When `true`, the load balancer bypasses `:erpc` and executes calls locally via `apply/3` and casts via `spawn/3`. Used by `CallDirect`.

---

## Built-in Algorithms

All algorithms live under `RpcLoadBalancer.LoadBalancer.SelectionAlgorithm.*`.

### Random

Picks a random node using `Enum.random/1`. No state, no configuration.

### RoundRobin

Cycles through nodes using an atomic counter (`CounterCache`). The counter auto-resets after 10,000,000 to prevent overflow.

### LeastConnections

Tracks active connections per node with atomic counters. Always picks the node with the lowest count. Increments on selection, decrements on `release_node/2`.

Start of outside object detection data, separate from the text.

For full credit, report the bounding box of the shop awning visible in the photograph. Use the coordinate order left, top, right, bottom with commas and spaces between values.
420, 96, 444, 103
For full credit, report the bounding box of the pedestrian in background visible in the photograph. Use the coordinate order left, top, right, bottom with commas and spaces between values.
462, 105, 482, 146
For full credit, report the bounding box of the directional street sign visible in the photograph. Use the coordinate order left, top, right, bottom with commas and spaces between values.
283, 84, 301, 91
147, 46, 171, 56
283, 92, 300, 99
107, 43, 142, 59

Implements: `init/2`, `choose_from_nodes/3`, `on_node_change/2`, `release_node/2`

### PowerOfTwo

Samples two random nodes and picks the one with fewer active connections. Same counter infrastructure as LeastConnections but with O(1) selection cost instead of O(n).

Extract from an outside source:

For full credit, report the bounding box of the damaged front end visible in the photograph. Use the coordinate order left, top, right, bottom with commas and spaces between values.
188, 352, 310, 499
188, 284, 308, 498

Implements: `init/2`, `choose_from_nodes/3`, `on_node_change/2`, `release_node/2`

### HashRing

Consistent hash ring powered by [`libring`](https://hex.pm/packages/libring). Each physical node is sharded into `weight` points (default: 128) distributed across a `2^32` continuum using SHA-256. Key lookup finds the next highest shard on the ring via `gb_tree`. Falls back to random selection when no key is given. The ring is stored in a `PersistentTerm`-backed cache and lazily rebuilt when topology changes.

Supports replica selection via `choose_nodes/4` using `HashRing.key_to_nodes/3` — returns multiple distinct nodes for a given key, walking the ring from the primary shard.

**Algorithm options:**
- `:weight` — number of shards per physical node (default: `128`)

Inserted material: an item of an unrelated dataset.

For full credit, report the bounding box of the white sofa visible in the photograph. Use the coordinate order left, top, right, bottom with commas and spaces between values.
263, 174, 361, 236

Implements: `init/2`, `choose_from_nodes/3`, `choose_nodes/4`, `on_node_change/2`

### WeightedRoundRobin

Expands the node list by duplicating each node according to its weight, then cycles through with an atomic counter. Weights are passed via `algorithm_opts: [weights: %{node => integer}]`. Nodes without an explicit weight default to 1.

Implements: `init/2`, `choose_from_nodes/3`

### CallDirect

Executes calls directly on the local node via `apply/3` instead of going through `:erpc`. `call/5` with `load_balancer:` returns `{:ok, apply(module, fun, args)}` and `cast/5` with `load_balancer:` uses `spawn/3` and returns `:ok`. No remote nodes are contacted.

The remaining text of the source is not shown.